The next book that impressed me was Richard Florida’s The Rise of the Creative Class (2002). Florida observes the changing American job market and notices the rapid increase in what he terms “creative class” jobs, and the decline of older service industry jobs. Florida also notices where the people who work in creative class industries reside, and lists communities around the country that are supporting creative individuals’ lifestyles. He believes that creative people are drawn to these areas as places to be inspired, to be engaged, and to live, and that they then search for jobs that will allow them to exercise their creativity. That’s a 180-degree change from the older idea of moving to where the job is located. Among the markers of communities that attract creative class people are: Technology, Talent, and Tolerance of diversity (Florida, 2002, p. 249).
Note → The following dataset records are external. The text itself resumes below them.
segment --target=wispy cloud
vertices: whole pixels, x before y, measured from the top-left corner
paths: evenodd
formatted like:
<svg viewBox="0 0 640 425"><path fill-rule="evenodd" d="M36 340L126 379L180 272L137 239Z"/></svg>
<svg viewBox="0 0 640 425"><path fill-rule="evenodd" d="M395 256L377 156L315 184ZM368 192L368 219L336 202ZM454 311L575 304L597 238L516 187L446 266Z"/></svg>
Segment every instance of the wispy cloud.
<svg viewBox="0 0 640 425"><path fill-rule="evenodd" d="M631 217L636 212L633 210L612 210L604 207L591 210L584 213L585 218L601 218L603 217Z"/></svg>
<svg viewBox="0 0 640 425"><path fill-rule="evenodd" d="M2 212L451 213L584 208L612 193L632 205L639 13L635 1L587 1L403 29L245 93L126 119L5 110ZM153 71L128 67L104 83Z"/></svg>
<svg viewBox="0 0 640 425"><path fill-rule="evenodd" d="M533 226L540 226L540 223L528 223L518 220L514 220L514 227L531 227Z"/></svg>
What Daniel Pink accomplishes in A Whole New Mind (2006) is to define the skills that identify Florida’s “creative class.” These are the kinds of skills that will allow today’s undergraduates to be successful in the new job market. Truty (2006) stated: “Pink . . . posits that happiness and professional success require mastery of the "six senses" ("design, story, symphony, empathy, play, and meaning"), all of which emerge from the right hemisphere of the brain.” In order to prepare their graduates to be leaders in the new economy some of the nation’s leading colleges, like Carleton College, in Northfield, MN, are seeking ways of infusing right-brain creativity into every class. Carleton even hired a Dean of the Arts to advise other professors how to design creativity-based curricula for their students.

What effect will right-brained “creative class” patrons and emerging technologies have on libraries? Thomas Frey (2008), Executive Director of the DaVinci Institute, a futuristic think tank, argued that for libraries to remain relevant they must adapt to the experience culture [“creative class” and right-brainers] by providing experiential opportunities. He suggested exercise rooms so that people can read or listen while staying in shape, multi-sensory mini-theaters, recording studios for creating pod and video casts, soundproof rooms for music practice, drama studios for patrons to role play stories they are reading, and art studios with one-way mirrors so that patrons can either create, or perhaps more importantly, can view and experience the act of creating.

Ah, Pink’s design, story, symphony, empathy, play and meaning set in motion.


Reference List

Florida, R. (2004). The rise of the creative class: . . . And how it’s transforming work, leisure, community, & everyday life. New York: Basic Books.

Frey, T. (2006). The future of libraries: Beginning the great transformation. Retrieved on October 24, 2008 from http://www.davinciinstitute.com/page.php?ID=120.

Friedman, T. L. (2006). The world is flat: A brief history of the twenty-first century. New York: Farrar, Straus and Giroux.

Pink, D. L. (2006). A whole new mind: Why right-brainers will rule the future. New York: Penguin.

Truty, D. (2006, March 1). [Review of the book A whole new mind: Why right-brainers will rule the future]. Choice. Retrieved October 24, 2008, from Bowker’s Books in Print Database.